Apesar de discreto, o casamento que mais tem dado o que falar —sorry, príncipe Harry e Meghan Markle— é aquele entre tecnologia e política. A relação, às vezes nada amigável, dá mostras mais evidentes de cobertor curto na internet. Enquanto um lado alivia, outro endurece.
Mas alivia ou endurece o quê? E para quem? É, leitor, estou falando da sua vida digital, mais precisamente de dois aspectos importantes dela: sua privacidade e sua liberdade de expressão.

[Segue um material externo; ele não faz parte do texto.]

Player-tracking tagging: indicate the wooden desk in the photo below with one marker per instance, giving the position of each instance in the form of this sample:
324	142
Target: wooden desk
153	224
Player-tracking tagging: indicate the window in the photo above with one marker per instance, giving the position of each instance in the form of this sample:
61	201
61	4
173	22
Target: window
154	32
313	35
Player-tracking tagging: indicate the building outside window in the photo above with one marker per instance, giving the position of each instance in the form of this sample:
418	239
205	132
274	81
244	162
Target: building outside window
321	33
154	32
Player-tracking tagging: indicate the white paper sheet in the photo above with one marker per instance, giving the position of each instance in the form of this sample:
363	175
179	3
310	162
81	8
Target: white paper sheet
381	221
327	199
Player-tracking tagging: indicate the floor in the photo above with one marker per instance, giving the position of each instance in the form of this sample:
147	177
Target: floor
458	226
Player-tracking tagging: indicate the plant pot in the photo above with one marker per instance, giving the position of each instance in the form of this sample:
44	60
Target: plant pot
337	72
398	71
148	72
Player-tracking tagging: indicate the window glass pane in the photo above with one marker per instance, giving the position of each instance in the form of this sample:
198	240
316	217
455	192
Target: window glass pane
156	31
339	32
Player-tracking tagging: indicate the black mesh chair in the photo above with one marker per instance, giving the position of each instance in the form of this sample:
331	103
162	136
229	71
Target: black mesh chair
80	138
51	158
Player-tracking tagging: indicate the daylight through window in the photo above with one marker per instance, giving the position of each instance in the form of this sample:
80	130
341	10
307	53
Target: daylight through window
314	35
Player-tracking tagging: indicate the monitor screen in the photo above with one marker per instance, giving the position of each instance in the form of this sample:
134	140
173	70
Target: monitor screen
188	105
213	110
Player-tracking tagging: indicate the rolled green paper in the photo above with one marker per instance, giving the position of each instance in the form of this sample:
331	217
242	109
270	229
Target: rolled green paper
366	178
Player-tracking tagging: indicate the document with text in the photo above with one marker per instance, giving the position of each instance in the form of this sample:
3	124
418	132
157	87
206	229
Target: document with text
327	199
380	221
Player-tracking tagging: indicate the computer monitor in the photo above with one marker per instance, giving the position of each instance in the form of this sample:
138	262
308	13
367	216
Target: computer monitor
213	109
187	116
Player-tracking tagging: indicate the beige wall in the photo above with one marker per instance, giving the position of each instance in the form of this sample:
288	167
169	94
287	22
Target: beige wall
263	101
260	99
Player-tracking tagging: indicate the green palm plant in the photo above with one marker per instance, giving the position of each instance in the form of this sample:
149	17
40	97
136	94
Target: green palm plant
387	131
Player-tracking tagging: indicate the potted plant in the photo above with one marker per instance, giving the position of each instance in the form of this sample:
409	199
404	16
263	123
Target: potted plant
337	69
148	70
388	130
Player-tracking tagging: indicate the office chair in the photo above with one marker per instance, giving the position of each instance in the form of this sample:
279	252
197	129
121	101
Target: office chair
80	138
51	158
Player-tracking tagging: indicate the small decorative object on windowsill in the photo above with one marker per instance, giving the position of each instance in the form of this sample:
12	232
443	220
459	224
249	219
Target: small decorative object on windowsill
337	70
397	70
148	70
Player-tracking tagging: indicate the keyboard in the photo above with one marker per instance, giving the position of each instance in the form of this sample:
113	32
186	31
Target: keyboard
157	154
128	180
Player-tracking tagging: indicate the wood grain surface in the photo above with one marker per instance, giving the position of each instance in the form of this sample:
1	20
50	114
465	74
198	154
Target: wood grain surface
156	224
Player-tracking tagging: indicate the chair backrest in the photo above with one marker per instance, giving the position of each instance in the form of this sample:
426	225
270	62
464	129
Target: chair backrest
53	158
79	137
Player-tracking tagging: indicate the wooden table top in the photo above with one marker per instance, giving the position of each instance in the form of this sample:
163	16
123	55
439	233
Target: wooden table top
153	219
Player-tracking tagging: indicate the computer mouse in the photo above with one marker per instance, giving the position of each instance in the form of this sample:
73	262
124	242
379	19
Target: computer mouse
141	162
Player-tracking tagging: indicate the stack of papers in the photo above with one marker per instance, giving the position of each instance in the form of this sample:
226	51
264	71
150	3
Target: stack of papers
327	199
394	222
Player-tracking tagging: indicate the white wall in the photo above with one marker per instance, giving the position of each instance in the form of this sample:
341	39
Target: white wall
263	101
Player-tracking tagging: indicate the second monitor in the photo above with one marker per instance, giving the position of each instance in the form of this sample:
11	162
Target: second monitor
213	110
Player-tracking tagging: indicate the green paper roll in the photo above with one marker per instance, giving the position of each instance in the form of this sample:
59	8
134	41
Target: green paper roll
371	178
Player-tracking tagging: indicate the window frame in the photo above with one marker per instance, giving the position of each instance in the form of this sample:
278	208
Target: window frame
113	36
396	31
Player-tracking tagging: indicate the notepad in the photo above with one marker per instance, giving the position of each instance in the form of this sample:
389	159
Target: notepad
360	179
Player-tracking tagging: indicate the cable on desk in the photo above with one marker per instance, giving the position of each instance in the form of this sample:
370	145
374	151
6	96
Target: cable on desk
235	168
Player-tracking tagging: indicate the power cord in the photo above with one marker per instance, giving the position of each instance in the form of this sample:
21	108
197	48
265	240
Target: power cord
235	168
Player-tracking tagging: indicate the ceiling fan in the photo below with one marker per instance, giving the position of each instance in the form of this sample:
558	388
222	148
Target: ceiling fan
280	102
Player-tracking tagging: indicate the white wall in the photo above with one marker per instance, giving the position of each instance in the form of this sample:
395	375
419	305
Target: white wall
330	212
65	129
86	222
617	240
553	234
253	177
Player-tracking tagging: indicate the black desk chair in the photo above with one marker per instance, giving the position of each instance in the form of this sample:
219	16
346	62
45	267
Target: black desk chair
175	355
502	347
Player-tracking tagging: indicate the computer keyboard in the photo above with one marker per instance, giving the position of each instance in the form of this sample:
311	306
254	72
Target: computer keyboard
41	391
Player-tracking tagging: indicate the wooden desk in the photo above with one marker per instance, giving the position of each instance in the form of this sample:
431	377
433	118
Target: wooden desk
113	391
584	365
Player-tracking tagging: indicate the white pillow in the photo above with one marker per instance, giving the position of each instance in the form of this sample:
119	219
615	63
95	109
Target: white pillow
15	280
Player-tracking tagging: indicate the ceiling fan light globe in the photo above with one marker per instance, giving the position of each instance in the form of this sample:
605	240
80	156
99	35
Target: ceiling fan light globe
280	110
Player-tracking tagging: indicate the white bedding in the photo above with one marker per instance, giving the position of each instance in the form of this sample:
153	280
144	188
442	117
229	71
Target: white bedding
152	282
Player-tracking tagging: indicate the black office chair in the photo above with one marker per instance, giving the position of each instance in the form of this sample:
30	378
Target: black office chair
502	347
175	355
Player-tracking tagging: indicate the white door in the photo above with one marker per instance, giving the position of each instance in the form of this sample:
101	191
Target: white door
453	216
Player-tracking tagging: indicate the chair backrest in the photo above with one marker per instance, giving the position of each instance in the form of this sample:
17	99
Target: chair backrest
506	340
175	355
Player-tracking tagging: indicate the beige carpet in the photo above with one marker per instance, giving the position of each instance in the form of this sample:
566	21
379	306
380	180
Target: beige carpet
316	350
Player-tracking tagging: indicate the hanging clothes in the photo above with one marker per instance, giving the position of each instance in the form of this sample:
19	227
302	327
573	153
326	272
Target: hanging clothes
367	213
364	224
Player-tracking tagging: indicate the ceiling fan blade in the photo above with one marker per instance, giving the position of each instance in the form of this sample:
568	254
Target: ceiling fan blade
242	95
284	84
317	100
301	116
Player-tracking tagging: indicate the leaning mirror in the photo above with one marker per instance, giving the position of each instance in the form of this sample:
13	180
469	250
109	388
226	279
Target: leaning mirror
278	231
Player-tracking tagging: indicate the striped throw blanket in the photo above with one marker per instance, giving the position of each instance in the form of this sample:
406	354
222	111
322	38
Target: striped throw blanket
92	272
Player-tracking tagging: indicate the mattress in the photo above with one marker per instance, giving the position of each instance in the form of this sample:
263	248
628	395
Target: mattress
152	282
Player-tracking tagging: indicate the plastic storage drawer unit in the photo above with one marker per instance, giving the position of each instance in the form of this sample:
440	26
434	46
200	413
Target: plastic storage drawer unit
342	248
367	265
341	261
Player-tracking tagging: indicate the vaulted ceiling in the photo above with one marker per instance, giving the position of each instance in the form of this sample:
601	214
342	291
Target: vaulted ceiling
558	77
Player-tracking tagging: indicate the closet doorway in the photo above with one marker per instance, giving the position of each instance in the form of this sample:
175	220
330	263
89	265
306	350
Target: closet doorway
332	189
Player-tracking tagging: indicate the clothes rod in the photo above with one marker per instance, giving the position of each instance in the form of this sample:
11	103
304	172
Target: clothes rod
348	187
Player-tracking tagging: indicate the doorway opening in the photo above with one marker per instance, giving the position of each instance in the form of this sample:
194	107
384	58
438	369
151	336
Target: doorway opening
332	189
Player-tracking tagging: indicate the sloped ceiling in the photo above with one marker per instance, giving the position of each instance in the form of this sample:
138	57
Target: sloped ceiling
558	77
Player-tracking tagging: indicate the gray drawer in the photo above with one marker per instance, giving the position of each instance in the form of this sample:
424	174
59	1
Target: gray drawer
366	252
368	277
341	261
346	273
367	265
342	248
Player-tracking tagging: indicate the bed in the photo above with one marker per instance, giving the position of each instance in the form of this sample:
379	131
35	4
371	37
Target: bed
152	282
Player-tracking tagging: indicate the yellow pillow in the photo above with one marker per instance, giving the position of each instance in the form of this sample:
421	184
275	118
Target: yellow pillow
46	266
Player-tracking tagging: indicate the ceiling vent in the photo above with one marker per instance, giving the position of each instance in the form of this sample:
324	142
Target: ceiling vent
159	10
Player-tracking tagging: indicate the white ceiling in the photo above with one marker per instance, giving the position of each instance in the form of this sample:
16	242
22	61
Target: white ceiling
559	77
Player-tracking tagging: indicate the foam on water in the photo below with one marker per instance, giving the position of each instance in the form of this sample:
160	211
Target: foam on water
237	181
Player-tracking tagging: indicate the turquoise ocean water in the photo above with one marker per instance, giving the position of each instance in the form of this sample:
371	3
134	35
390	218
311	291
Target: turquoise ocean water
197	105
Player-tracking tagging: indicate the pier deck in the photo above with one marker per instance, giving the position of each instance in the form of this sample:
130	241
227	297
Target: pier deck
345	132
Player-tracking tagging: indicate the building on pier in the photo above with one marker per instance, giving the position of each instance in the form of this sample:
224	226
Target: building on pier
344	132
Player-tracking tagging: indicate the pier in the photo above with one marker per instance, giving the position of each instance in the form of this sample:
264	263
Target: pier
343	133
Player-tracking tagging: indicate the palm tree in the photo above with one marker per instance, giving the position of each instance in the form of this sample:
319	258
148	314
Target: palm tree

Aparentemente desconexas, as duas situações a seguir, no fim das contas, têm o poder de moldar a sua experiência digital daqui para frente. Tudo, porque:
- O Google já havia anunciado que seu navegador, o Chrome, barraria os “cookies”, aqueles rastreadores digitais que seguem você pela internet. Agora…
- … A empresa informou que em 2022, quando isso ocorrer, não vai desenvolver novas formas de monitorar o comportamento digital. Ponto para a privacidade, mas…
- … É bom deixar claro que serão vetados só os cookies de terceiros, aqueles feitos por um site X para vigiar você pelas páginas Y, W, Z. Estão liberados os cookies que funcionam no site que o criou. Ainda assim, ponto para a privacidade — aliás, veja como apagá-los aqui. Só que…
- … Nem só de proteção de dados pessoais vivem o público da internet, não é mesmo? Há também o exercício da liberdade da expressão. Ou, dito de outra forma: postar, curtir, compartilhar, escrever umas bobagens, etc. Quanto a isso…
- … O prognóstico não é bom. Isso porque virou um hábito no Brasil passar a investigar críticas ao governo e à figura do presidente Jair Bolsonaro como possível crime contra a segurança nacional. Não foi só Felipe Neto, já que…
- … A prática atingiu um artista (que postou foto de uma bola de silicone que imitava a cabeça de Bolsonaro) e um jovem mineiro (que fez uma sátira sem graça sobre a visita do presidente a Uberlândia). Só que…
- … Parece que vai piorar. A Câmara derrubou o veto presidencial do dispositivo do pacote anticrime que estabelece pena maior para crimes contra a honra na internet. Gol contra.
Caso a derrubada do veto seja mantida pelo Senado, isso quer dizer que, caso sejam cometidos pela internet, os crimes a seguir terão pena triplicada dessa forma:
- Injúria (ofender a dignidade de alguém): hoje é detenção de um a seis meses; pode ir para três a 18 meses;
- Calúnia (imputar falsamente a alguém um crime): hoje é detenção de seis meses a dois anos; pode ir para 18 meses a seis anos;
- Difamação (atribuir a alguém um fato ofensivo): hoje é detenção de três meses a um ano; pode ir para nove meses a três anos.
O argumento dos idealizadores do pacote anticrime é que a internet tem o poder de ampliar a repercussão de ofensas. Portanto, caberia pena maior para ilícitos online. O problema é que o Código Penal já prevê que as penas aos crimes contra honra sejam ampliadas caso as ofensas ocorram “na presença de várias pessoas, ou por meio que facilite a divulgação”. Minha impressão é que isso contempla a internet. O aumento, porém, é menor, de um terço da pena.
O governo Bolsonaro, em um lapso de bom senso, vetou o trecho porque ele violaria o “princípio da proporcionalidade”. A sociedade puniria com muito mais rigor uma conduta cometida na internet do que a mesma conduta no mundo físico. Fora isso, crimes punidos com detenção superior a dois anos exigem abertura de inquérito policial. Imagina a delegacia de polícia depois de um dia de manifestação pró ou contra Lula ou Bolsonaro. Vai bombar.
Deputados disseram à repórter do UOL em Brasília Luciana Amaral que Bolsonaro vetou o trecho para não elevar as punições em meio ao inquérito das fake news no STF e às disputas judiciais envolvendo contas nas redes sociais de influenciadores, empresários e políticos bolsonaristas.
Os parlamentares esquecem, porém, que os inquéritos passam, mas os efeitos de uma lei casuísta perduram por muito tempo. Prova disso é vivermos em um país que usa até hoje uma lei da Ditadura Militar (1964-1985) para punir críticos e detratores do governo.
Não defendo a impunidade, mas já se foi o tempo em que a internet era terra sem lei. A legislação ora vigente já vem sendo aplicada para condutas ilícitas na rede. Mas penso no futuro. Devido à pandemia, nossas relações pessoais e profissionais passaram a ser mais digitais do que físicas. Isso não deve mudar mesmo com o fim dela. Talvez por isso ou por força das leis de proteção à privacidade, as companhias de internet já criam meios para nos dar mais privacidade. Por outro lado, me pergunto: como será viver em um mundo que pune mais duramente uma asneira escrita ou dita online do que uma falada cara a cara?